I served this stew with steamed couscous, using Paula Wolfert's method, and mashed potatoes (which are more traditional, since Slater is a British cookbook author); I enjoyed both, though William preferred the couscous. I also tried it with quinoa, but I don't recommend it since the quinoa was only so-so.
While I was cooking this dish, I was doubtful since certain parts of the recipe seemed to not be going so well (see comments about cutting the sausages when they are raw), but I really loved eating it.
I made a bunch of modifications to this recipe:
- I used Italian Butter Beans (the same type as in this post), instead of the recommended flageolet or haricot beans. Since I only had time to soak my beans for 6 hours, they took forever (2.5 hours!) to cook.
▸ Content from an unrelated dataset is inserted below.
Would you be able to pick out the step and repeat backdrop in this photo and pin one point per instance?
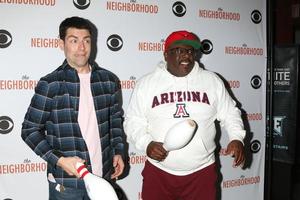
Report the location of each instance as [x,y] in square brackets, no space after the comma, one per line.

So, instead of adding the beans as recommended in the last 25 minutes of cooking, I added the beans to the stew at the same time as the stock and Madeira, so that the beans got an additional 50 minutes of simmering.
- I only used 1 onion, since 3 onions seemed like a lot. While the beans were cooking, I took the time to really slowly cook the onion pieces until it was almost caramelized (45 minutes of cooking).
- I used 4 garlic cloves, because an extra clove broke off from the head when I was removing the suggested 3 cloves.
- I removed the onions from the pan before browning the sausages. I browned the sausages in two batches because my pot wasn't big enough for all the sausages. After browning them, I drained the excess oil from the pot before adding the other ingredients.
- I used granny smith apples for my dessert apples. I soaked the apples in some water with a little bit of lemon juice after peeling, coring, and quartering them, until I was ready to cook them.
- I used a mixture of chicken stock and the bean cooking liquid instead of just chicken stock. The bean cooking liquid was very flavorful, and I think it helped to give additional body to the stew.
- The dish should be served as a stew with a fork and knife. It is awkward to serve this in soup bowls (as I tried to when I first set it out), because the pieces are too big to eat with just a spoon. The best way to serve this is on a plate drizzled around some sort of carbohydrate (I used couscous, but I assume mashed potatoes would be good here) which has been piled on the side (see picture).
- I forgot to add the black pepper.
- The liquid in my stew didn't reduce very much. However, it still had good body from the cooked flour and the bean cooking liquid.
Next time here are some modifications that I would make:
- I would halve the recipe. My stock pot wasn't big enough for this recipe, so I recommend halving the recipe just so it will fit in my oval Le Creuset French oven, or perhaps using my larger cast iron Dutch oven next time. The entire recipe fed two of us for nearly 4 days.
- Slate's books, "Tender" and "Ripe", are beautifully written and photographed; the flavors in his recipes are often well chosen, warm and cosy, and fill you with longing, however sometimes I get frustrated with how "rustic" they are. For example, in this recipe the sausages should not be cut into short lengths when they are raw; I knew this was odd but I followed the recipe anyways just to see what would happen. Of course, the cut ends bloated in an unattractive bloated way; Slate may not care about this since he likes things to be rustic and simple, but I think you should brown them whole, and then cut them or even wait to cut them until halfway through the simmering (at 25 minutes). This is because raw sausages tend to bloat unattractively when they are cut. If they are cut after they are partially cooked, then they will keep a clean crisp edge.